We also have students and graduates who have dedicated 20-30 years of their professional life to the field and are eager to implement the changes they know can help solve challenges facing healthcare. They’re drawn to putting what they’ve learned to use to help patients lead healthier lives.

This degree strengthens prior field learning with new, modern skills that make continued career success possible. Whether that’s in a specific capacity of health data or administration or something broader.

There is a wide range of potential careers in health informatics, which can be overwhelming. What advice do you give people that are trying to figure out how to translate their interests into a health informatics career?

Chances are careers that align with their interests already exist in the healthcare world. They just might not realize it. There’s a misconception about the field – as soon as you say “healthcare,” it’s human nature to immediately think of a hospital setting and then stop there. In reality, there’s more to the field of health informatics than that.
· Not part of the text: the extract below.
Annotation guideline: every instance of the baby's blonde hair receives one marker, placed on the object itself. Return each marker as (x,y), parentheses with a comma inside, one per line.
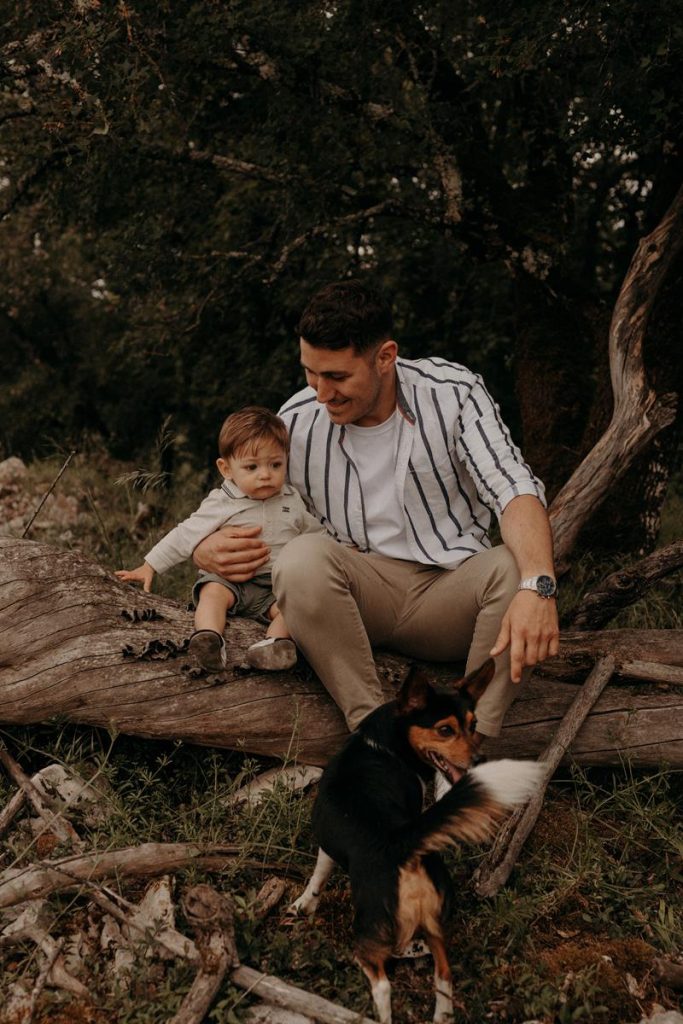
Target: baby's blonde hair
(249,428)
Health informatics applications reach many segments of healthcare from the clinical (think hospitals) to the purely administrative (think insurance company consulting) and all that lives in between. The work made possible with health informatics helps:

  • Turn data in usable, everyday patient tools that lead to healthier living with the creation of the HITECH act thatenforces patients have digital access to protected health information & records
  • Provide alternative care methods and treatments like, telemedicine, for those in rural communities
  • Enact policy and federal regulations to ensure patient information is secure and protected
  • To build modern, artificially intelligent devices that provide care in the absence of a health professional due to increasing physician caseloads

Skills become outdated within five years. What steps do you take so this Health Informatics program remains relevant in the field?

We teach more than technical skills. Much emphasis is placed on critical thinking and understanding theory behind the skills. Even when I taught clinical skills, well over half of my curricula was the theory and the understanding of why things are happening. Knowing the cause of something is far more valuable than following a set of instructions.

If you are purely following instructions and it doesn’t go according to plan, you have no way of adapting. You’re done. Understanding why things are happening, and how things got to that point allows someone to intelligently adapt and improvise.

What we are doing is building an adaptive skill set within a framework of critical thinking. We teach students to figure out a way to take the skills that they do have and use them appropriately.

You just take your concepts and your clinical skills, move them over into either informatics or administration, you’re still building an adaptive skill set. We don’t want robots. That doesn’t work.

For every issue, there’s the textbook version of events where everything works perfectly. And there’s the lab, where you are working in a controlled environment. And then you have the real world – and those three things are never the same thing. Right? You might get two but never all three. So you have to be able to adapt.

So you’re teaching a set of adaptive skills that serve you in any environment, even if it’s an extremely complicated situation?

Right. Even if you’re analyzing data sets using software, you still have to have a general idea and understand the ‘why and how’ of what’s happening. You need to be able to spot whether your results are incorrect.

And if you get strange results, or if you observe a trend that just doesn’t sit right or doesn’t seem as if it’s plausible, that’s because you have that theory base, that critical thinking. If you don’t have that, you just get the answer – you don’t get the insight, and that has limited usefulness.

What are you excited about for the future of this program?

It’s a growing field, and it’s only going to get bigger. As this college grows, we are going to be able offer more programs that work interprofessionally.

And as a healthcare-centric university, UNE is uniquely poised in the health informatics arena. That’s exciting!